Бесс заметила, как она это сделала. Дверь в спальню была приоткрыта, и потребность увидеть брата оказалась невыносима. Она распахнула дверь и прокралась в комнату. Остановившись у кровати Томаса, Бесс всмотрелась в него. В комнате стоял полумрак, брат лежал лицом к стене.
– Томас? – прошептала Бесс, а потом громче повторила. – Томас?!
При звуке ее голоса он перекатился на спину. Увидев брата, Бесс чуть не закричала в голос. Половина его лица была иссиня-черной и опухшей, половина бледной и точно съежившейся. Один глаз налит кровью, второй превратился в алое месиво. От его хриплого дыхания шел такой смрад, что Бесс затошнило. Ей потребовалось все ее самообладание, чтобы с криком не броситься прочь из комнаты.
– Бесс? Это ты?
Он поднял руку, нашаривая ее ладонь.
Бесс собралась и взяла его за руку. Казалось, кисть ее сжал не сильный юноша, а старик.
– Я здесь, Том. Лежи.
– Хорошо, что я тебя снова вижу. Я боялся…
Он не смог закончить. В его несчастных изуродованных глазах стояли горячие слезы.
– Прости меня, Бесс, – всхлипнул он.
– Простить? За что?
– За то, что мне не хватает смелости. Я знаю, я должен, ради матушки, ради всех вас. Но я просто… так боюсь.
Бесс опустилась рядом с Томасом на колени и прижала его руку к груди.
– Ох, Томас, нет смелости в том, чтобы не чувствовать страха. Разве ты не знаешь? Тот, кому ведом страх и кто все равно думает о других, вот он по-настоящему смел.
Томас посмотрел на нее, и кривая улыбка еще больше исказила его лицо.
– Ты в это правда веришь, Бесс?
– Да.
Она кивнула, и ее слезы закапали на мокрое покрывало, смешиваясь с его слезами.
– Бесс! Что ты творишь?!
Крик матери заставил ее вскочить на ноги.
– Я просто хотела повидать его, мама, всего на минуточку.
Энн схватила ее за руку, подтащила к двери и грубо вытолкнула наружу.
– Ты мне обещала, Бесс!
– Прости, я только хотела…
– Неважно, чего ты хотела, девочка. Ты понимаешь, что могла натворить? Понимаешь?
Энн захлопнула дверь.
Бесс содрогнулась, вспомнив о материнском гневе и о страданиях несчастного брата. Она оставила попытки уснуть и крепче прижала к себе Маргарет. Незадолго до рассвета Томас принялся надсадно стонать; душераздирающий звук, Бесс знала, что он будет ее преследовать всю оставшуюся жизнь. Когда в окно, не закрытое ставнями, просочился робкий рассвет, стоны оборвались, а вместе с ними и жизнь Томаса.

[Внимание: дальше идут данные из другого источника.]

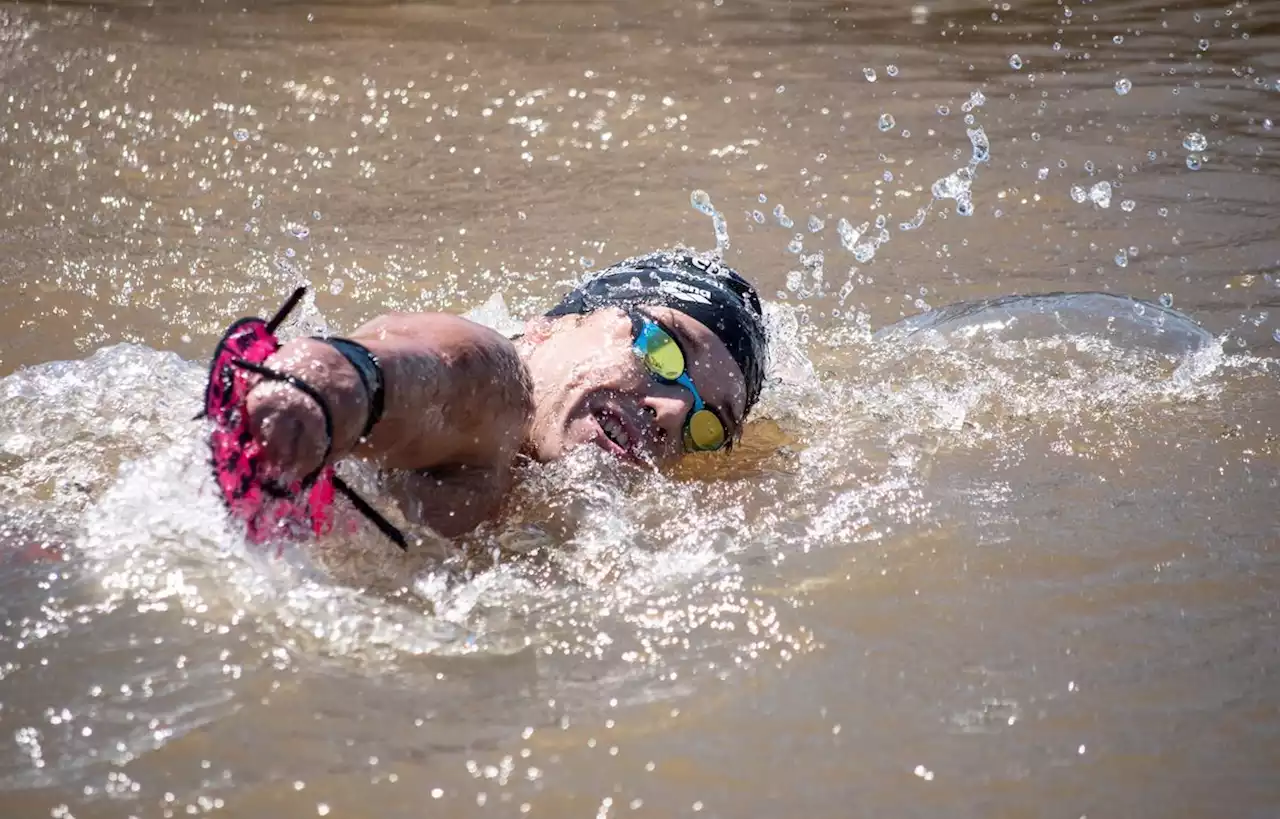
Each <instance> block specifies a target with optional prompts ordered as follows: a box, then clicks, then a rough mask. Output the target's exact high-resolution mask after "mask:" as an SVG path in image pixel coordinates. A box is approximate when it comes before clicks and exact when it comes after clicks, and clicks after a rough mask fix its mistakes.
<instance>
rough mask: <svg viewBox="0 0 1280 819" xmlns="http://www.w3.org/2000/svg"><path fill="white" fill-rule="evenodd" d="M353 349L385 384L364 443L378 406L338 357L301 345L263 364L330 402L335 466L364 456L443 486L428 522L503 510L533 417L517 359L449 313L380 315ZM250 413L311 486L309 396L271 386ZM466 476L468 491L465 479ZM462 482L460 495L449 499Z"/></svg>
mask: <svg viewBox="0 0 1280 819" xmlns="http://www.w3.org/2000/svg"><path fill="white" fill-rule="evenodd" d="M349 338H352V339H353V340H357V342H360V343H361V344H364V346H365V347H367V348H369V349H370V351H371V352H372V353H374V354H375V356H376V357H378V360H379V363H380V366H381V370H383V378H384V381H385V408H384V412H383V418H381V421H380V422H379V424H378V426H376V427H375V429H374V431H372V434H371V435H370V438H369V440H367V441H365V443H362V444H361V443H360V441H358V438H360V433H361V430H362V429H364V425H365V418H366V415H367V411H369V397H367V395H365V390H364V386H362V385H361V383H360V379H358V375H357V374H356V371H355V367H352V366H351V363H349V362H347V360H346V358H343V357H342V356H340V354H339V353H338V352H337V351H335V349H333V348H332V347H329V346H328V344H325V343H323V342H317V340H314V339H294V340H292V342H289V343H288V344H285V346H283V347H282V348H280V351H279V352H278V353H275V354H274V356H273V357H271V358H270V360H268V362H266V366H269V367H273V369H275V370H278V371H283V372H287V374H289V375H296V376H298V378H301V379H302V380H305V381H307V383H308V384H311V385H312V386H315V388H316V389H317V390H319V392H320V393H321V394H323V395H324V398H325V401H326V402H328V403H329V406H330V410H332V412H333V421H334V435H333V439H334V440H333V453H332V456H330V461H338V459H340V458H343V457H346V456H349V454H356V456H360V457H364V458H367V459H370V461H372V462H375V463H378V465H379V466H381V467H384V468H389V470H406V471H420V472H425V473H428V475H430V476H434V477H433V479H431V482H434V481H435V480H442V481H443V482H442V485H440V486H436V488H435V493H436V494H435V498H434V499H433V500H431V502H430V503H429V504H426V505H424V509H426V508H433V509H434V508H436V507H439V508H442V509H444V512H439V513H436V512H430V513H424V522H428V521H429V520H433V518H440V516H442V514H443V516H445V517H448V514H447V513H448V512H449V511H453V512H454V517H458V514H460V511H461V513H462V517H463V518H471V517H475V518H476V522H479V521H480V520H484V518H483V517H477V516H479V514H480V513H479V509H493V508H495V507H497V504H498V503H500V493H502V491H504V490H503V486H504V481H507V480H509V471H511V465H512V462H513V461H515V457H516V454H517V453H518V450H520V447H521V444H522V443H524V439H525V433H526V425H527V424H529V418H530V416H531V413H532V398H531V388H530V384H529V376H527V372H526V371H525V367H524V363H522V362H521V361H520V357H518V354H517V353H516V348H515V347H513V346H512V344H511V342H509V340H507V339H506V338H503V337H502V335H499V334H498V333H495V331H493V330H490V329H489V328H485V326H483V325H479V324H475V322H472V321H467V320H466V319H462V317H460V316H452V315H447V314H392V315H385V316H380V317H378V319H375V320H374V321H370V322H369V324H366V325H365V326H362V328H360V329H358V330H357V331H356V333H353V334H352V335H351V337H349ZM248 410H250V424H251V429H252V430H253V433H255V435H256V436H257V438H259V440H261V441H262V443H264V445H265V448H266V450H268V454H269V457H271V458H273V459H274V461H276V462H278V463H279V465H282V467H284V468H285V470H287V471H288V472H291V473H292V475H294V476H300V475H305V473H307V472H310V471H311V470H312V468H315V466H317V465H319V463H320V459H321V458H323V454H324V448H325V436H324V421H323V415H321V413H320V411H319V410H317V408H316V406H315V403H314V402H311V401H310V399H308V398H307V397H306V395H303V394H302V393H300V392H298V390H296V389H292V388H288V386H285V385H280V384H273V383H265V384H262V385H260V386H257V388H255V389H253V392H252V393H251V395H250V402H248ZM467 471H470V475H467V477H466V480H462V479H458V477H457V476H458V475H462V473H466V472H467ZM475 475H489V476H490V479H489V481H488V485H485V486H480V485H479V484H477V482H476V481H477V480H479V479H477V477H475ZM425 480H426V479H424V481H425ZM458 481H461V482H458ZM456 482H458V485H457V489H456V490H453V489H448V486H452V485H453V484H456ZM424 485H425V482H424ZM424 491H425V490H424ZM411 494H412V495H421V494H422V493H411ZM489 495H499V497H498V499H497V500H494V499H493V498H490V497H489ZM424 503H425V497H424ZM445 507H456V508H453V509H445ZM468 511H470V512H468ZM474 525H475V523H472V525H471V526H474ZM467 529H470V526H468V527H467Z"/></svg>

Сама не своя от недосыпа, Бесс откинула покрывало и пошевелилась. Ласково потрясла Маргарет за плечо, но малышка не проснулась. В слабом свете утра девушка взглянула на нее и увидела, что лицо сестры стало цвета незрелого сыра. Она услышала пронзительный крик и не сразу поняла, что сама его издала.